Ne olur yapmayın Charlize Hanım
Charlize Theron'un 'şöyle gür sakallı' bir sevgili beklentisi içine girdiği için yaptığı açıklamanın birkaç boyutu var.
Misal, sakallı olunca 'yakışıklı' da olunduğuna dair yanılgının içine kendisinin ciddi ciddi düştüğünü kabul etmemiz gerek. Hollywood standartlarında bir oyuncu için bu, ciddi bir hata zaten.
Sakallı erkek popülizmini körüklediği ve hatta o popülizm yangınının üstüne benzin döktüğü için başımıza bundan sonra gelecek tüm 'daha da sakallı erkek' modalarının bu beyanı nedeniyle ortaya çıkacağını söyleyebiliriz.

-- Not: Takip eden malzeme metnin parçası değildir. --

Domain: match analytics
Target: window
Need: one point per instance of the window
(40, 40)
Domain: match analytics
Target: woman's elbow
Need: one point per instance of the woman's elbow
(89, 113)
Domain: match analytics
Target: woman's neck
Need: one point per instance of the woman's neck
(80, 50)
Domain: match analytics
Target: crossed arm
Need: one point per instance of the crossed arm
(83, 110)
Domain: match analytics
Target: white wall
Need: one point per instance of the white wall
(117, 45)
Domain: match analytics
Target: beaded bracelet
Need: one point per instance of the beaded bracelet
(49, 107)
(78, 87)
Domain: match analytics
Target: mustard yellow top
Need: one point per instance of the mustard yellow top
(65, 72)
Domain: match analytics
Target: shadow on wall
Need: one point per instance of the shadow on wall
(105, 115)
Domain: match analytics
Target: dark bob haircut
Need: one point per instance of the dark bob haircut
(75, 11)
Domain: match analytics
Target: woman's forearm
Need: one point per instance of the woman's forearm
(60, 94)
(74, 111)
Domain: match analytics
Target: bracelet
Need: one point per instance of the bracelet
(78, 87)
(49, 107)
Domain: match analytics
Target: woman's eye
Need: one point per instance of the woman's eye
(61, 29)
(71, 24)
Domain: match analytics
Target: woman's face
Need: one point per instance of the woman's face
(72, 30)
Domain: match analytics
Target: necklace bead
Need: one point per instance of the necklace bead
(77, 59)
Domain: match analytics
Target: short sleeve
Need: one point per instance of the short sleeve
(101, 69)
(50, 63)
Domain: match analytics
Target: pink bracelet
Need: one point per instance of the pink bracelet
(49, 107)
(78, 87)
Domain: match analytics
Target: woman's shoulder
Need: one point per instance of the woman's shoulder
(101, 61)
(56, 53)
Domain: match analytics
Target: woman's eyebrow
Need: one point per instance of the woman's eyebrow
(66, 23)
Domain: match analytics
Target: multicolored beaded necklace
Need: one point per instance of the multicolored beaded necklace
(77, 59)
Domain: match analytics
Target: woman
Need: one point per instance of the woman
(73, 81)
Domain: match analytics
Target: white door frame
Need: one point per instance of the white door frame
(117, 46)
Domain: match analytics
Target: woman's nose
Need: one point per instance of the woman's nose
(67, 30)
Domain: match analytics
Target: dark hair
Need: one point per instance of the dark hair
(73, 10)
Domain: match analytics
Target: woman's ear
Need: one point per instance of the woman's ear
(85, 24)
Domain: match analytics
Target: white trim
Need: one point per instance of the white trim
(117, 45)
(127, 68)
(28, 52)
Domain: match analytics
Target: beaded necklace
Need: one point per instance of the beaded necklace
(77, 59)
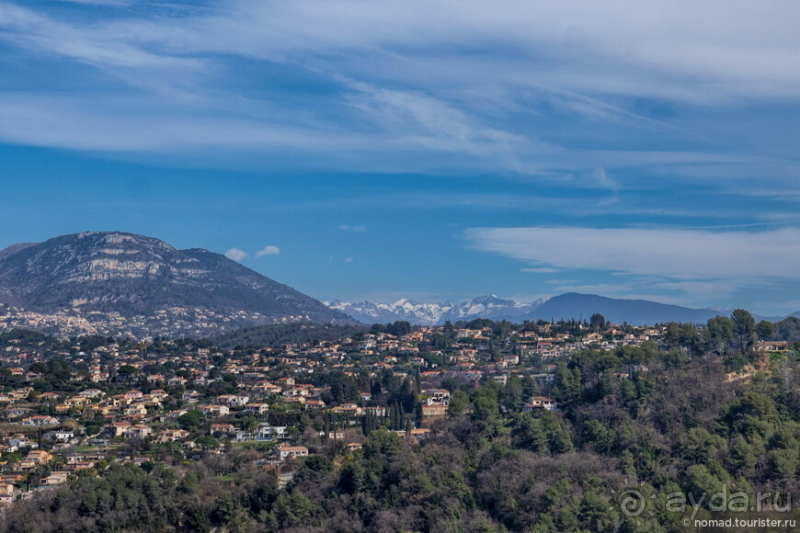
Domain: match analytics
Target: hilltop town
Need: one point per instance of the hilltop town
(69, 409)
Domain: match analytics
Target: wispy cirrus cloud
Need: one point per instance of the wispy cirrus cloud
(680, 254)
(422, 79)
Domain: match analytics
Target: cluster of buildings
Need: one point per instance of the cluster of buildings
(125, 396)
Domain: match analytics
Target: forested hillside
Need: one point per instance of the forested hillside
(700, 414)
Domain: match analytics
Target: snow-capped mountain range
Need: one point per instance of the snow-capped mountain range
(490, 306)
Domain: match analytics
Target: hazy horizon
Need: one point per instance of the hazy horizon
(428, 150)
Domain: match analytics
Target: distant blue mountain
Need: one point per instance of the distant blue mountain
(635, 312)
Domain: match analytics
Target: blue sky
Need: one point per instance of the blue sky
(427, 149)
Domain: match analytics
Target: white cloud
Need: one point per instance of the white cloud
(666, 253)
(236, 254)
(268, 250)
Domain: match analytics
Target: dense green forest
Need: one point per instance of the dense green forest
(701, 413)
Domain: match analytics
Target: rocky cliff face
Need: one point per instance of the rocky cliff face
(136, 275)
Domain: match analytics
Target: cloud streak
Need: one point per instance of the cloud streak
(666, 253)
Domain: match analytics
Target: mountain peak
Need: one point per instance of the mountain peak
(133, 274)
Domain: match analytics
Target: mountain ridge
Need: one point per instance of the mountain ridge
(133, 275)
(568, 306)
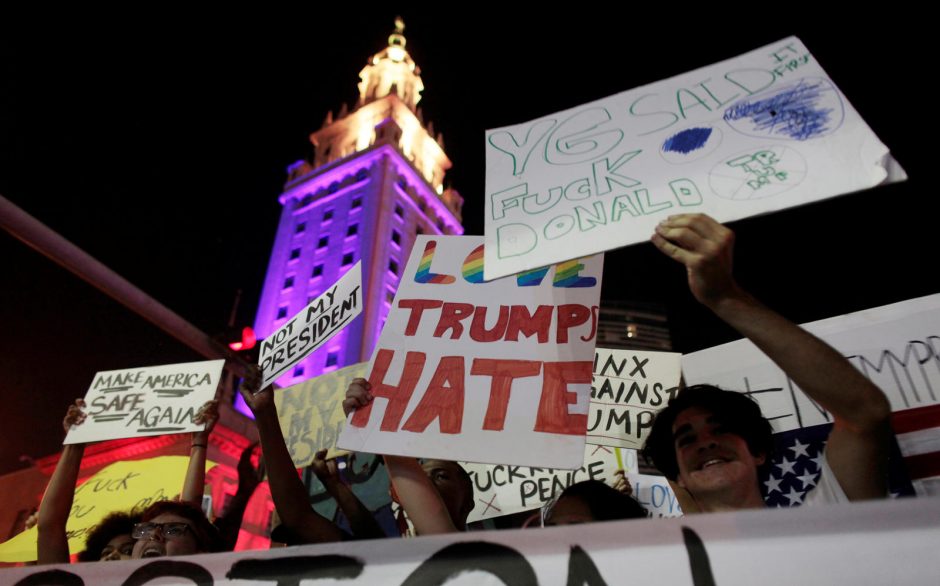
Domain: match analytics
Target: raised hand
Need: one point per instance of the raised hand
(75, 415)
(706, 248)
(357, 395)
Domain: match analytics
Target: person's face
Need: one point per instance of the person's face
(158, 543)
(119, 548)
(568, 511)
(449, 481)
(710, 458)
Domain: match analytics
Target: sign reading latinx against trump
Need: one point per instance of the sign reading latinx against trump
(496, 372)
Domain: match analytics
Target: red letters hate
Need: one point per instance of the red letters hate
(443, 400)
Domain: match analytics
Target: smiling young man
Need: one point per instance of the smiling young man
(712, 442)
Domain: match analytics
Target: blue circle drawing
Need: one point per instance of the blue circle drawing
(807, 109)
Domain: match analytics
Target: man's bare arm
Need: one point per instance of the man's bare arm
(858, 445)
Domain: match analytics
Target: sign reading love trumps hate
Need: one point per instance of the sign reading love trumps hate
(496, 372)
(139, 402)
(312, 327)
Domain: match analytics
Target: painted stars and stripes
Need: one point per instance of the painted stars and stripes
(796, 464)
(795, 469)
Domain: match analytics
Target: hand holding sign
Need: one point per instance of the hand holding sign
(75, 415)
(706, 248)
(258, 400)
(208, 414)
(357, 395)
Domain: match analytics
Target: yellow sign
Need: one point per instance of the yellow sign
(122, 486)
(311, 413)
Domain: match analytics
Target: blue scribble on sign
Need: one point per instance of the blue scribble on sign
(798, 112)
(687, 140)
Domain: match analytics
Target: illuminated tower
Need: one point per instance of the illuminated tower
(376, 180)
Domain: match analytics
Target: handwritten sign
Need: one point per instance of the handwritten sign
(311, 413)
(628, 388)
(504, 490)
(479, 371)
(312, 327)
(761, 132)
(896, 346)
(847, 545)
(121, 486)
(655, 494)
(138, 402)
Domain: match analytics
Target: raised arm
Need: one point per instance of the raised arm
(288, 492)
(52, 546)
(249, 478)
(361, 520)
(194, 484)
(858, 445)
(416, 493)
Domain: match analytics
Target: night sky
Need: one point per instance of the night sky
(158, 144)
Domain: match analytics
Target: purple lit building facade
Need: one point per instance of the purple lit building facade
(376, 181)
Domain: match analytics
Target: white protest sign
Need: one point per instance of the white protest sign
(628, 388)
(761, 132)
(896, 346)
(874, 542)
(312, 326)
(311, 413)
(503, 490)
(137, 402)
(655, 494)
(495, 372)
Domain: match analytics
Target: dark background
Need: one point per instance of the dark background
(158, 143)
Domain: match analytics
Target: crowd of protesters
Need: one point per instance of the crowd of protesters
(710, 443)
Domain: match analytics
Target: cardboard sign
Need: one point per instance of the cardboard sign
(761, 132)
(875, 542)
(479, 371)
(896, 346)
(138, 402)
(311, 413)
(655, 494)
(628, 388)
(504, 490)
(312, 326)
(122, 486)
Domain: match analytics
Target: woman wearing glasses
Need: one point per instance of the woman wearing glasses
(174, 528)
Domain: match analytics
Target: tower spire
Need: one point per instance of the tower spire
(392, 71)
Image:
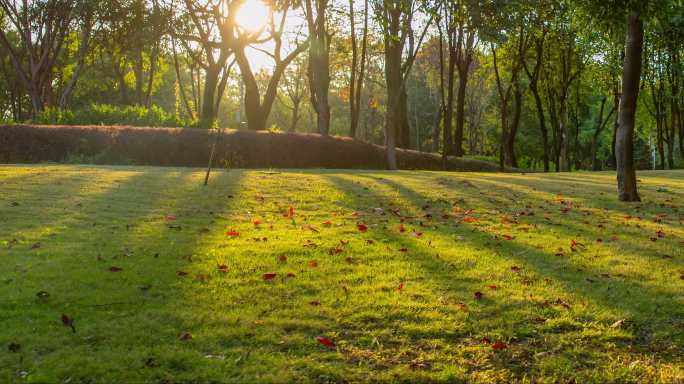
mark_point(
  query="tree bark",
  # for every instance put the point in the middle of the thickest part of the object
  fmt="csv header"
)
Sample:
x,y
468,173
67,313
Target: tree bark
x,y
319,62
624,144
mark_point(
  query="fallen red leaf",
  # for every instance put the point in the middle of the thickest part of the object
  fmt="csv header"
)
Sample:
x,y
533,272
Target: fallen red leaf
x,y
325,341
310,227
499,345
68,322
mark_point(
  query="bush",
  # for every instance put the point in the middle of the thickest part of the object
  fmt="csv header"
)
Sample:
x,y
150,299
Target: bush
x,y
104,114
190,147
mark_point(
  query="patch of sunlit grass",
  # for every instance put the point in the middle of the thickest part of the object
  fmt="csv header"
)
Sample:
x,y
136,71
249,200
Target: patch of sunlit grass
x,y
458,277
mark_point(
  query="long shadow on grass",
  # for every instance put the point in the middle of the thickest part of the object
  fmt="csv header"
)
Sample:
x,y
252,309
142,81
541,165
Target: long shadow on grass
x,y
111,266
452,286
640,300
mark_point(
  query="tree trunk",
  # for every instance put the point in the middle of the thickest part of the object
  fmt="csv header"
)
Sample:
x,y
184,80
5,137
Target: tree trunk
x,y
460,113
564,155
510,159
208,113
624,143
319,62
595,165
449,106
542,125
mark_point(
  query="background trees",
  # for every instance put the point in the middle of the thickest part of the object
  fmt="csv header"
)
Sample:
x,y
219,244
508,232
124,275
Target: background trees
x,y
533,84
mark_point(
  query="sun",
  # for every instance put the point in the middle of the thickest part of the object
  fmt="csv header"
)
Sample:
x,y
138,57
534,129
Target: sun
x,y
253,15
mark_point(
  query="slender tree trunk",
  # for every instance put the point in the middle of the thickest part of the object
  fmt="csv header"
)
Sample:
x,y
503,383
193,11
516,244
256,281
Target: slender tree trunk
x,y
624,144
510,158
449,106
211,80
319,62
564,140
460,113
595,165
542,126
181,87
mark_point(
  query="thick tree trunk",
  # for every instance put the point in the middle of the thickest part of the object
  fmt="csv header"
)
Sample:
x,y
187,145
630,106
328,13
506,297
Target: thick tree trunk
x,y
624,143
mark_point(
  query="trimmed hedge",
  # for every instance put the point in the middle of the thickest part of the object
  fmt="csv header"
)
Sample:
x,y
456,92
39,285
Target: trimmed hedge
x,y
190,147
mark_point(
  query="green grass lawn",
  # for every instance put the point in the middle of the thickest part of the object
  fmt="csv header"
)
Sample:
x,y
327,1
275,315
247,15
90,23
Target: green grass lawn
x,y
457,278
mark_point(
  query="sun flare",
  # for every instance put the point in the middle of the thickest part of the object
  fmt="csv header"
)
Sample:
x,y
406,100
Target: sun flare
x,y
253,15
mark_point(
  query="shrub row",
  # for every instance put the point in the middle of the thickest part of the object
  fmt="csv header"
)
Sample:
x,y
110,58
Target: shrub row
x,y
104,114
191,147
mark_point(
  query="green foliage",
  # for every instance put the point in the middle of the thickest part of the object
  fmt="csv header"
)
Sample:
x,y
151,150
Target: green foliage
x,y
104,114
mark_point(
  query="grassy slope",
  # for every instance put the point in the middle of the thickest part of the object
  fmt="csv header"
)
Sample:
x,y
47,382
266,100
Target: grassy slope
x,y
557,314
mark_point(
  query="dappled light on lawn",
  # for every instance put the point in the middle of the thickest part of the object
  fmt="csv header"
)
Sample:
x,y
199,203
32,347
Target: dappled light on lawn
x,y
302,276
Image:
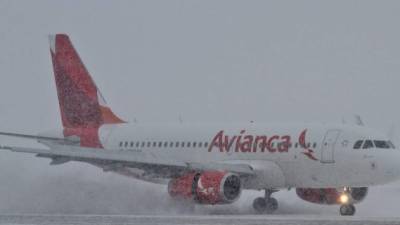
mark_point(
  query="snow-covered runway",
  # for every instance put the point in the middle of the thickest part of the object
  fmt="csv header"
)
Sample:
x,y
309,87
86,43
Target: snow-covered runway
x,y
188,220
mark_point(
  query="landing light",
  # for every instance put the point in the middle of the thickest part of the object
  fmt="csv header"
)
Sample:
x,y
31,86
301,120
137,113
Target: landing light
x,y
344,198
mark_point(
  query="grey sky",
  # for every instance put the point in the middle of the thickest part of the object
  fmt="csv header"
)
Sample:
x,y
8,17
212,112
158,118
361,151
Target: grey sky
x,y
216,61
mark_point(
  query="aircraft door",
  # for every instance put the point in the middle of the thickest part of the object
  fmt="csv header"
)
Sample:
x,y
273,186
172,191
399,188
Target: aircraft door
x,y
328,146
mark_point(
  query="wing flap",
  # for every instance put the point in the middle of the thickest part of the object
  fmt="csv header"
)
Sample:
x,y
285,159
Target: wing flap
x,y
130,157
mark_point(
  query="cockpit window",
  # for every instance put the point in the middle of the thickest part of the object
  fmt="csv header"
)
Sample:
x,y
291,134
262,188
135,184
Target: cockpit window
x,y
368,144
381,144
358,144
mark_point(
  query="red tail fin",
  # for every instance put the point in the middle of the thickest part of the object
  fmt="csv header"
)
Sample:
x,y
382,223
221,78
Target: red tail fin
x,y
81,103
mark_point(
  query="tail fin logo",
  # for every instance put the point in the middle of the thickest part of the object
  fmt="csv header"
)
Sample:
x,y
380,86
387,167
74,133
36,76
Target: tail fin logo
x,y
81,103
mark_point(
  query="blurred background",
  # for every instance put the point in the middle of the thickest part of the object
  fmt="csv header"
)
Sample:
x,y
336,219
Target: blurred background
x,y
201,61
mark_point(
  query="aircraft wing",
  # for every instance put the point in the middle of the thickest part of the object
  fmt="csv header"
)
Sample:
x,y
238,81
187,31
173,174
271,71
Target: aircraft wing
x,y
129,157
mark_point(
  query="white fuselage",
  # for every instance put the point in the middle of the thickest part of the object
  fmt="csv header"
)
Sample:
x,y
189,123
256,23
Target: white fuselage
x,y
324,158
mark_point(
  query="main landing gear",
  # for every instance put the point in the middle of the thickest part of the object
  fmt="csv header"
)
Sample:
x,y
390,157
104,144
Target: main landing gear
x,y
265,204
347,208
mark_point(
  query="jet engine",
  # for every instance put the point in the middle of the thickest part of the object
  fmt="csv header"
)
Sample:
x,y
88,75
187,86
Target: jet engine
x,y
330,196
208,187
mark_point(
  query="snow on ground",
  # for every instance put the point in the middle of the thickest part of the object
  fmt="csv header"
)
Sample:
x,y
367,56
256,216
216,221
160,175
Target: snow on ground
x,y
188,220
76,188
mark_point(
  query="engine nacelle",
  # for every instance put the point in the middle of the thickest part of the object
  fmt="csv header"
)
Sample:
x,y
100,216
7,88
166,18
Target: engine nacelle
x,y
330,196
208,187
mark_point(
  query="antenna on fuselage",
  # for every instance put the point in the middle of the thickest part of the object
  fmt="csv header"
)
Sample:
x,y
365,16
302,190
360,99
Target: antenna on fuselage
x,y
180,119
358,121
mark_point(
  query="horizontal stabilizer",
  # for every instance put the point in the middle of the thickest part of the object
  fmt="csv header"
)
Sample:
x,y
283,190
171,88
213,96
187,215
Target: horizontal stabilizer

Bu sakalsızlık özleminin önümüzdeki birkaç yıl daha devam edeceğini işaret eden bir beyan olduğunu da söyleyebiliriz bu açıklamasının. İşte tüm bunları düşününce de insanın Charlize Theron'a iki çift laf edesi geliyor.
Fakat Charlize Hanım, biz efendi gibi işinde gücünde olan ve sakal uzatmayı sevmeyen erkekler gerçekten çok yorulduk bu sakal işinden. "Sen bir sakal bıraksan var ya," hayallerinizden, o sakalların asla dergi erkeklerindeki gibi durmamasından, sakallı adamların birden 'aşırı adam' pelerini giymesinden de çok sıkıldık. Bir kısmı yeraltı edebiyatı okuyor, bir kısmı tüm gününü spor salonunda geçiriyor, bir kısmı sırf kabalığından sakal bırakıyor. Biz muntazaman traş olmak isteyenlerde de "Eh işte bir hayat" sürüyoruz. Yorulduk Charlize Hanım, kadınlar adına da yorulduk; erkekler adına da yorulduk.